Au Capitole de Toulouse, La Gioconda de Ponchielli baigne dans la guerre des sexes
La production de l’opéra de Ponchielli par Olivier Py, créée en 2019 à Bruxelles, était reprise au Capitole de Toulouse. Le choc, symbiose parfaite de la mise en scène, de l’excellence de l’orchestre, du chœur et des chanteurs, est intact.
Deux ans et demi et une pandémie après, l’on retrouve la création du Théâtre de La Monnaie, production qui avait marqué la saison 2018-2019. Le clown, directement tiré des ouvrages de Stephen King est toujours présent et sa figure maléfique incarne non seulement Barnaba, le monstre, mais plus généralement cette race d’hommes dont la nature est de persécuter les femmes. Dans ce camp, Alvise Badoerao, le chef de l’inquisition, ne vaut guère mieux que son homme de main.
Une lutte à mort entre femmes et hommes
Car, si La Gioconda, opéra tiré d’une pièce de Victor Hugo est un drame romantique, il dépeint aussi une lutte inégale et mortelle entre la gent masculine et la gent féminine.
Nous sommes en présence d’un côté, de ceux qui cherchent leur plaisir dans la contrainte et le viol ou conduisent leur victime au cercueil, de l’autre, de celles qui tentent de survivre, d’enfreindre les règles phallocentriques et évoluent dans une adversité permanente dont le prix est, à coups sûr, la mort. Alvise, son époux donne à Laura, maîtresse d’Enzo, la fiole de poison avec laquelle elle doit se suicider. Pour atteindre Gioconda, on qualifie la Cieca (“l’aveugle“), sa mère – pauvre femme pieuse – de sorcière, appellation commode pour la conduire au bûcher (ou ici, à la strangulation et la noyade).
Quant à Gioconda, son triomphe sur Barnaba réside dans la dague qu’elle se plonge dans le cœur, ne le laissant alors posséder que son cadavre. Certes, finalement, le destin de cette Gioconda, orpheline, pas aimée par celui qu’elle aime et salement désirée par un monstre, ne peut avoir d’autre issue que la mort. Mais son immolation devient alors un geste plus sublime et symbolique que celui totalement désespéré d’autres héroïnes romantiques. Pour elle, cette mort, à la fois arme ultime et sacrifice qu’elle choisit pour la salvation des autres femmes, signe paradoxalement sa victoire. Que le grand air de la soprano débute par le mot “Suicidio” est d’ailleurs révélateur de la puissance de l’acte dans le récit.

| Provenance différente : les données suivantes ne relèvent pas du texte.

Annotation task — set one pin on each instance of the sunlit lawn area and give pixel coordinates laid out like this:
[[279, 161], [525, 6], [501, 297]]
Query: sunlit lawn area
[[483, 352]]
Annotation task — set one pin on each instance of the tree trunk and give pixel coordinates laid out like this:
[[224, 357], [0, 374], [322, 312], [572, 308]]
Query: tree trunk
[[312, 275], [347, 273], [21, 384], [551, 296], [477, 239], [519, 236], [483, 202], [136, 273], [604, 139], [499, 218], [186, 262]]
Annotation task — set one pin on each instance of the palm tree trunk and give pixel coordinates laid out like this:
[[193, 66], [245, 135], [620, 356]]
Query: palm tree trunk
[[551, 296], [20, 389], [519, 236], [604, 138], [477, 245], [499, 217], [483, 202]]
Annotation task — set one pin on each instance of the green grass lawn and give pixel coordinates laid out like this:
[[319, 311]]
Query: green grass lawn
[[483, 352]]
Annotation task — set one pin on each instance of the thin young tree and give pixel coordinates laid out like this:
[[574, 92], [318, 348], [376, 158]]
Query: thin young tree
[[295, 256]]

Certes, dira-t-on, le capitaine (et ténor) Enzo Grimaldo n’est pas de la troupe des oppresseurs, mais, trop centré sur lui-même, il n’est d’aucune aide aux femmes qui ne doivent leurs réussites qu’à elles-mêmes et à leur solidarité. Les rapports de sexe étant réduits à contraintes ou conquêtes, l’homme dans Gioconda, chez Hugo, chez Ponchielli et Boïto, est soit un monstre, soit un être transparent.

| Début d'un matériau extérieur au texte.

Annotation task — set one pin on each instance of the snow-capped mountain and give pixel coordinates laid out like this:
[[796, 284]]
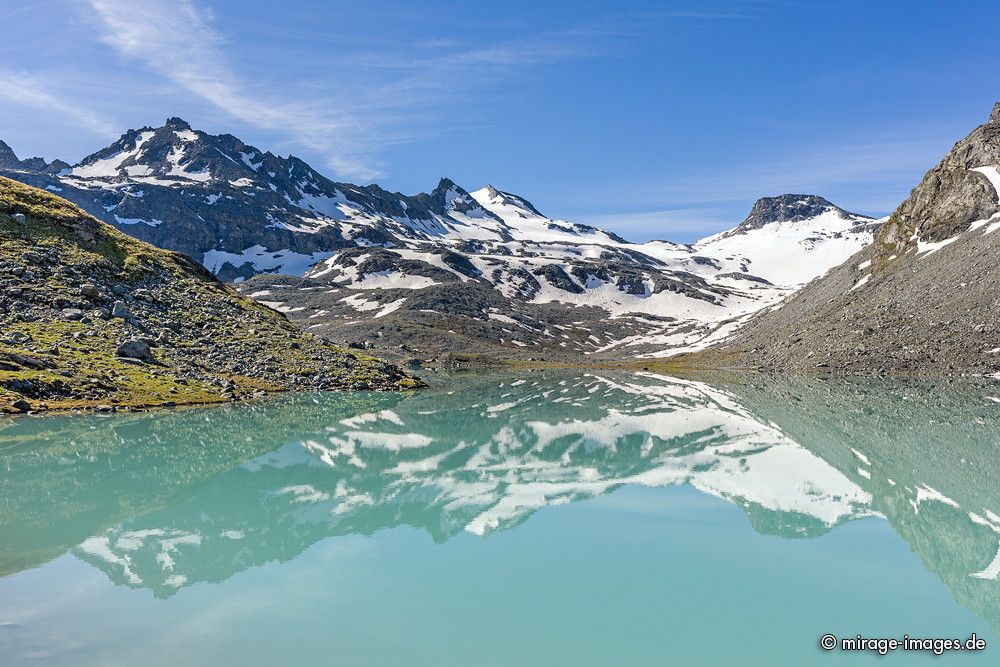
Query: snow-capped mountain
[[480, 271], [556, 289], [922, 297]]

Confier cette tragédie morbide à Olivier Py ? Une évidence !
On le sait, le metteur en scène s’épanouit dans ces œuvres excessives qui, selon, ses propres termes, « ont fait déborder toute idée de bien-pensance, de bienséance et même de vraisemblance ». Il se retrouve dans ces cauchemars où l’onirique est très présent. « Quand c’est long, que c’est lourd, que c’est violent, que c’est sombre et que cela n’a pas été monté depuis 150 ans, on appelle Olivier Py », avoue-t-il malicieusement dans une vidéo diffusée à l’occasion de cette reprise.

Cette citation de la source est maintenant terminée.